Deep Tech Convergence
Along with the intensification of quantum, the nation is positioning itself for the convergence of technologies. The Plan’s digital chapters envision integration between physical and cyber systems through “digital China,” while the innovation chapters emphasize cross-disciplinary laboratories and enterprise-led R&D.
In this architecture, quantum technologies are not a separate frontier but an enabling layer for other priorities, such as AI, advanced manufacturing and national security.
Implementation follows China’s characteristic policy cascade. The central plan sets broad goals; ministries like Science and Technology and Industry and Information Technology allocate funding; provinces like Fujian translate directives into regional initiatives, often through government-guided venture capital funds. This system allows provinces to build research zones, accelerators, and pilot plants aligned with national strategic goals.
Fujian’s publication of the English-language outline signals that provinces are expected to attract foreign cooperation and investment within the bounds of national policy.
Western Vs. Chinese Frameworks
Compared to Western frameworks, China’s approach is more centralized but also broader. The United States’ National Quantum Initiative focuses on coordination among labs, universities, and industry; Europe’s Quantum Flagship emphasizes cross-border collaboration. China’s framework folds those functions into one overarching modernization plan that also links quantum to energy, biotech, and AI.
That convergence could yield advantages in scale and coordination, though it comes with risks of bureaucratic duplication and opacity.

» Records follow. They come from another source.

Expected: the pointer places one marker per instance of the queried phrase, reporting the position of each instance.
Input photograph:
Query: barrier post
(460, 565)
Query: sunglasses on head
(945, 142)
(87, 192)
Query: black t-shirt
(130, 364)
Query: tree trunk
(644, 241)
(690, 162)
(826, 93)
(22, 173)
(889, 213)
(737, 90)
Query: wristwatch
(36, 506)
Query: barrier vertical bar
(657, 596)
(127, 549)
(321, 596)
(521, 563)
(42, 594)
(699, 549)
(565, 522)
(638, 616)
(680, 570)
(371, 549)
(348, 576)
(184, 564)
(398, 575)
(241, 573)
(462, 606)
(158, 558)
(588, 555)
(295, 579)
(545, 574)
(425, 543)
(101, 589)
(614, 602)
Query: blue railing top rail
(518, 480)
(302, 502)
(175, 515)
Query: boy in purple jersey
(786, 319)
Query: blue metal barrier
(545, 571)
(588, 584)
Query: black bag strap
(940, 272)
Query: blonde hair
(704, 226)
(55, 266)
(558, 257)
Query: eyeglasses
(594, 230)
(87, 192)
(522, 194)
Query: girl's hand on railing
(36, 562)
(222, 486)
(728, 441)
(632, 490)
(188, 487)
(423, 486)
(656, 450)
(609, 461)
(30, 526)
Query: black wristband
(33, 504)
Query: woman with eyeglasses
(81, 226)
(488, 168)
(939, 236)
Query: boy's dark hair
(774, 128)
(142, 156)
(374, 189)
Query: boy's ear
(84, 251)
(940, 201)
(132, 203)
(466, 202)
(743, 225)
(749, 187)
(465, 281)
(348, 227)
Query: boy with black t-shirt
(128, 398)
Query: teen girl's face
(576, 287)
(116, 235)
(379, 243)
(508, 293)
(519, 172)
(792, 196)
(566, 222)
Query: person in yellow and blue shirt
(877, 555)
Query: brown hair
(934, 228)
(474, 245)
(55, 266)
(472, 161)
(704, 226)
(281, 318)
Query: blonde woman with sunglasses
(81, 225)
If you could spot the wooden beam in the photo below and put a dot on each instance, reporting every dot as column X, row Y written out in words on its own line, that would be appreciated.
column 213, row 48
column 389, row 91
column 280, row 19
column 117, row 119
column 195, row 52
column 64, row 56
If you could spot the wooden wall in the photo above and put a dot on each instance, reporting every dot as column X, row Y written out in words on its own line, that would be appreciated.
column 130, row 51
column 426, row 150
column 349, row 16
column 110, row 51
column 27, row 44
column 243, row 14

Aspirational, Directional, Not Actual
The plan’s language remains aspirational. It provides no budget figures, timelines, or architecture-specific targets. There are no explicit mentions of superconducting versus photonic approaches, or of civilian-military boundaries.

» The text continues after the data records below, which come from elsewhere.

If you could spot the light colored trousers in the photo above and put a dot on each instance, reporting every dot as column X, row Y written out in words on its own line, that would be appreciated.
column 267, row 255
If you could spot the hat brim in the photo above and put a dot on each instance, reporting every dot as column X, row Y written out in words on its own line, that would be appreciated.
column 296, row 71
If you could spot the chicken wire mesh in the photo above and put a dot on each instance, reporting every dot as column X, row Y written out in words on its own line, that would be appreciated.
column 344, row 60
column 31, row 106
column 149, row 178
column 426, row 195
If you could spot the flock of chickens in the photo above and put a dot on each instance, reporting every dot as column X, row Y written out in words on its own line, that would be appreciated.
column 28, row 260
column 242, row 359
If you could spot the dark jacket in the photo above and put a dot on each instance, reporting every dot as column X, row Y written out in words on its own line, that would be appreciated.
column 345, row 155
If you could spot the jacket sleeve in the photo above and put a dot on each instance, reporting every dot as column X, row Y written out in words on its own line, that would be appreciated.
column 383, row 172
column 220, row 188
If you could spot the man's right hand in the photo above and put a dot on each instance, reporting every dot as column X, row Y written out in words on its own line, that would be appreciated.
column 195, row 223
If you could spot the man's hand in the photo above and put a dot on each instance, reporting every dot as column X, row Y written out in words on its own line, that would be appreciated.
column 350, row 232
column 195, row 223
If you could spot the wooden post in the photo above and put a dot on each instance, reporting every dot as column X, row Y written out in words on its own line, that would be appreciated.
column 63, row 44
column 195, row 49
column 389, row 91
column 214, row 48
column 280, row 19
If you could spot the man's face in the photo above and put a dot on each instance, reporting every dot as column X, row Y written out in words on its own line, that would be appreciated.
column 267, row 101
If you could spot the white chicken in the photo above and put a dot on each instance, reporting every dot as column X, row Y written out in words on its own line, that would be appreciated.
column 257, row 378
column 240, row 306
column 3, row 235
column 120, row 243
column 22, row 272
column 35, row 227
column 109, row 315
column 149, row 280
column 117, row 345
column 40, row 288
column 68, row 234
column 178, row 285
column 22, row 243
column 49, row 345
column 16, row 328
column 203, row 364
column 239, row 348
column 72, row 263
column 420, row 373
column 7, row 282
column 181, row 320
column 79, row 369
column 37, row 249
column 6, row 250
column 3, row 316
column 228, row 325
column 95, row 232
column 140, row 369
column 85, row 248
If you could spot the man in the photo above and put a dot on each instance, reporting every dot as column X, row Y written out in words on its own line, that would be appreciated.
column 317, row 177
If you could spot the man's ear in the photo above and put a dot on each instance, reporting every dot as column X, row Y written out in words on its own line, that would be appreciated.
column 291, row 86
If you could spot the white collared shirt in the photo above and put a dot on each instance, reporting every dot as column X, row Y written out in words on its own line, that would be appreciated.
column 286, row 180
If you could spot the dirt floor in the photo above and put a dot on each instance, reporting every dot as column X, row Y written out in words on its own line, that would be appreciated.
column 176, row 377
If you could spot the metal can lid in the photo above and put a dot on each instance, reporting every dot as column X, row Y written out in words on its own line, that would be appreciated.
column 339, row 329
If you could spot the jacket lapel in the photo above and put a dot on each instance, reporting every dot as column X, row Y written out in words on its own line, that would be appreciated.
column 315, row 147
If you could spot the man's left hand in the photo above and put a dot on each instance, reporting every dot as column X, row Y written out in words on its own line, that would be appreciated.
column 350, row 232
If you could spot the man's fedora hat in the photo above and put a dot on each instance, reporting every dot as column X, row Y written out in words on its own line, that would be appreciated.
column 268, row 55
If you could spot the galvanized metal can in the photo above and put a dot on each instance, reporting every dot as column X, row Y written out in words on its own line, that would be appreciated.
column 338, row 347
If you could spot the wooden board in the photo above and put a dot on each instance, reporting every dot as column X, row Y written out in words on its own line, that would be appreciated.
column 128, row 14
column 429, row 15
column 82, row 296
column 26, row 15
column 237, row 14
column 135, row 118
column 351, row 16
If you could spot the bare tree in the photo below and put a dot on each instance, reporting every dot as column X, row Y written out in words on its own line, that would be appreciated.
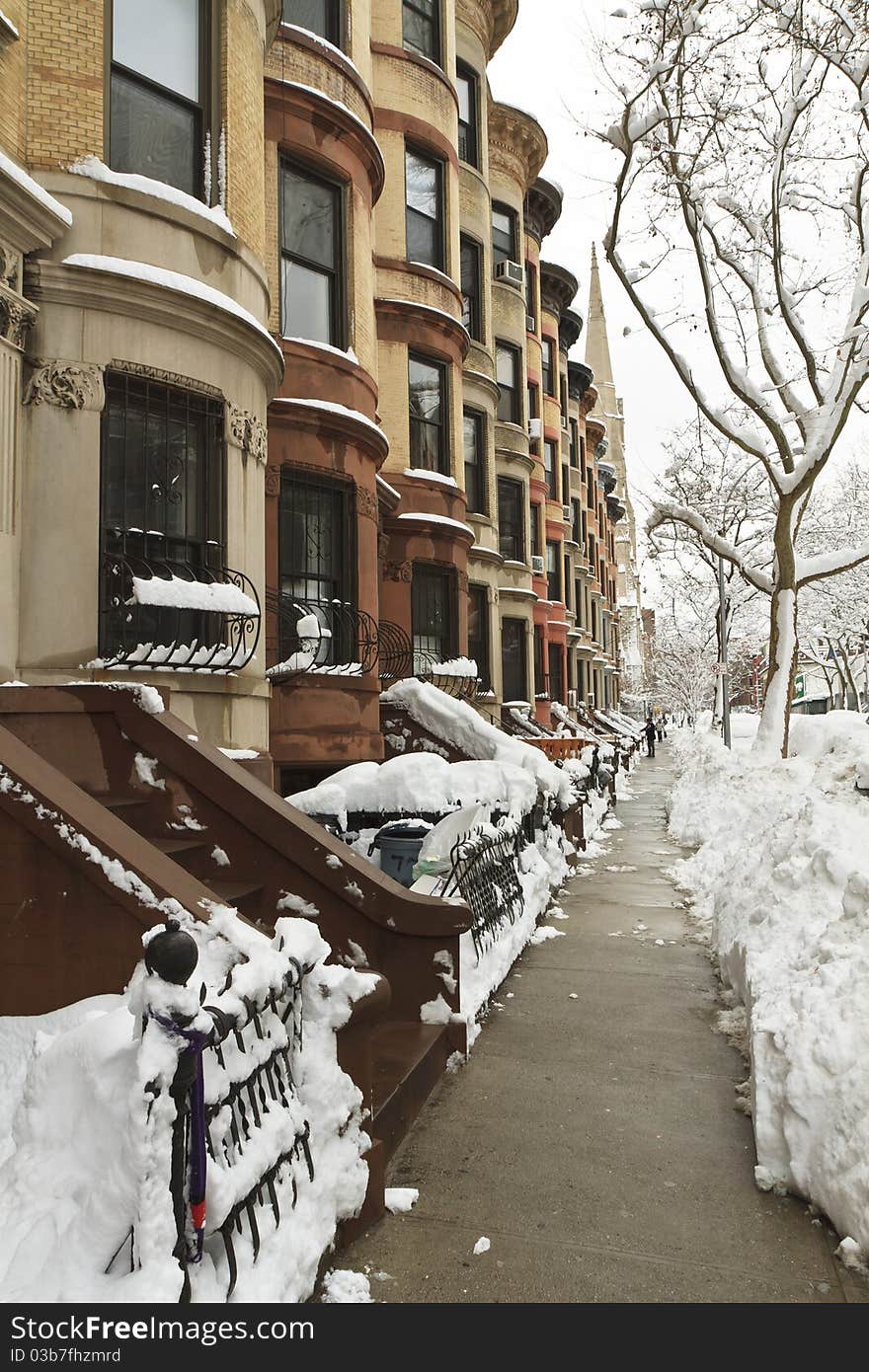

Analysts rely on these documents more as policy signals rather than operational blueprints. Success depends on local implementation, sustained funding and global conditions such as, in the case of quanatum, export controls on advanced semiconductors and cryogenic equipment.
Still, by embedding quantum and convergent deep techs in its five-year and fifteen-year visions, China appears to be closing the gap between science and strategic utility. The next policy cycle, covering 2026 to 2030, could reveal whether that ambition yields world-leading systems or remains confined to state-backed research campuses.